The Internet Of Money introduces this new blockchain technology in a collection of easy reading talks the author has hosted about Bitcoin. We also like listening to his talks on his YouTube channel, @aantonop. Today, our first homeschool assignment is to write about what we have read so far, and share it with you through Steemit (a blockchain social media), and here on our Saturn Blog. Click here to view this post on Steemit.
Here is our first book report on The Internet Of Money.
Bitcoin, What’s That?
Many outsiders to the cryptocurrency world are often confused about what a Bitcoin really is. From what we’ve seen, many people think it’s some sort of funny-money or new internet scheme. And since Bitcoin is not accepted at their local grocery store, hair salon or other business (yet), many people think “What’s the point in having it?” But Bitcoin is so much more than ‘just a digital currency’. What we’ve been learning is that it is the first step in the crypto-tech revolution. As Antonopoulos says in the book;
“Bitcoin is a technology, it is a currency, and it is an international network of payments and exchange that is completely decentralized.”
Who Invented Bitcoin?
Back in 2008, someone by the name of Satoshi Nakamoto proposed an idea to create a decentralized network of consensus that solved the Byzantine Generals Problem (which, in essence, is creating order without a central power being in charge). People did not believe Nakamoto and laughed at his idea and thought it was impossible. Three months later, he came out with the software and Bitcoin has been growing ever since.
No one knows the true identity to Satoshi Nakamoto. He could be a team of people, or a single person. Over the years, there have been a handful of people who claimed to be Satoshi Nakamoto, but to our knowledge, his true identity has never been confirmed. He may be the creator of Bitcoin, but it is the Bitcoin miners and adopters that keep Bitcoin going.

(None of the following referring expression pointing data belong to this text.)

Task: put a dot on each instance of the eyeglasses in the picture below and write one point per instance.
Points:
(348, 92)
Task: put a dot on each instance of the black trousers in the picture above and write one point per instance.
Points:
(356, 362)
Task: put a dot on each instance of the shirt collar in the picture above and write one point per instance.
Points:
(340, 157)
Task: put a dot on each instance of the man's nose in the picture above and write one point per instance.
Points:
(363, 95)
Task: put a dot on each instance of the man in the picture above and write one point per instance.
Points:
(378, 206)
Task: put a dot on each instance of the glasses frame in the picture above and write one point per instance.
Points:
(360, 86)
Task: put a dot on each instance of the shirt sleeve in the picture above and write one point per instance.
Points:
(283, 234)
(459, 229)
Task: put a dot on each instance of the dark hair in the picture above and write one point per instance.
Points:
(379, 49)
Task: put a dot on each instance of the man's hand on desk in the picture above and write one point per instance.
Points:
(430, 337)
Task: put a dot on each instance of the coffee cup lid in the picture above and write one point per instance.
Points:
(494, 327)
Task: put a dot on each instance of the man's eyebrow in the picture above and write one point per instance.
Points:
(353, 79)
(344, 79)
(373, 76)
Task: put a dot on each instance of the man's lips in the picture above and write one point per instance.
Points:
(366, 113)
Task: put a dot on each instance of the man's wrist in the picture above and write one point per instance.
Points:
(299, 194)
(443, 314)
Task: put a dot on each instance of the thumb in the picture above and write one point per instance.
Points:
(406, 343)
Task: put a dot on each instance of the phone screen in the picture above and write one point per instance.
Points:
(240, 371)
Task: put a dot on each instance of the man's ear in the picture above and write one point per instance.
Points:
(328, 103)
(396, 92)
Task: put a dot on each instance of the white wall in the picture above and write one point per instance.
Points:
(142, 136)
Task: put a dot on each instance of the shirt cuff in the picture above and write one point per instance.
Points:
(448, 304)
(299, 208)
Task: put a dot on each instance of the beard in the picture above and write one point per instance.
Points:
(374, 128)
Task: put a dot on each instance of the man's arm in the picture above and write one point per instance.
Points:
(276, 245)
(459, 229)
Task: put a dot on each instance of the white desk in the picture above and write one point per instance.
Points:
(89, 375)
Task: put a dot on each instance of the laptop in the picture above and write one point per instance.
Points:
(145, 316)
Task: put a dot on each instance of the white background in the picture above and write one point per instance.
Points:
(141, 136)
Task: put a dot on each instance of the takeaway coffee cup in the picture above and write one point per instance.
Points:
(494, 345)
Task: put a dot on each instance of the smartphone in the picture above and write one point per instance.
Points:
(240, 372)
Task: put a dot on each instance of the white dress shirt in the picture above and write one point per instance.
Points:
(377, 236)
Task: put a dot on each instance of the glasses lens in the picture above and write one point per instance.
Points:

How Can Bitcoin Be Used Today?
Bitcoin’s most well-known use is as a currency. In the first chapter of The Internet Of Money, Antonopoulos gives a great example on how Bitcoin can be used for international business. Since Bitcoin doesn’t belong to one company, organization, or government, it can be a means of exchange, and instead of waiting for banks and middle men, people could receive funds instantly. This is a benefit because Antonopoulos also explains that today’s banking doesn’t allow for the same freedoms (domestic or international) that Bitcoin offers. He brought up a great point:
“Credit cards were made in the 1950’s, and they were most certainly not made for the internet age. Bitcoin is made for the internet age.”
Essentially, with Bitcoin, you are your own bank. And your neighbor – they can be their own bank. And the best part – you don’t need a middle man to facilitate the transaction.
What About Criminals?
Now this is an interesting argument we have heard brought up by non-adopters. Bitcoin is decentralized, not ruled by any government and bad people may use this as a tool to do bad things. But it is also important to remember that there are plenty of good people that use Bitcoin too. A car is a good example of this. There are many people who drive their car to-and-from work every day, maybe pick up their kids and drive home. A car can also be used by criminals to smuggle goods across the border, be a getaway ride for committing crimes and whatever else a criminal might do. Just like anything, it can be used for good or evil.
Here is another quote about this subject from the book:
“Bitcoin is neutral to the sender, the recipient, and the value of the transaction. That means it gives every citizen, every user of Bitcoin, the ability to innovate in terms of financial instruments payment systems, and banking.”
From what we have studied so far, we really like how crypto-currencies like Bitcoin help the average Joe have more independence and freedom. This is a lesson we are learning right now as teenagers, getting ready to enter the world as adults. Since the creation of Bitcoin, there have been many other crypto-currencies and blockchain technology projects that have popped up. Bitcoin may not be around forever, but it has inspired so many people to start building a new way of living everyday life. Another good point made by Antonopoulos in his book, The Internet Of Money:
“If Bitcoin crashed tomorrow morning, the technology is still revolutionary. Just like if a website fails on the internet, or an application fails on the internet, the internet doesn’t go away.”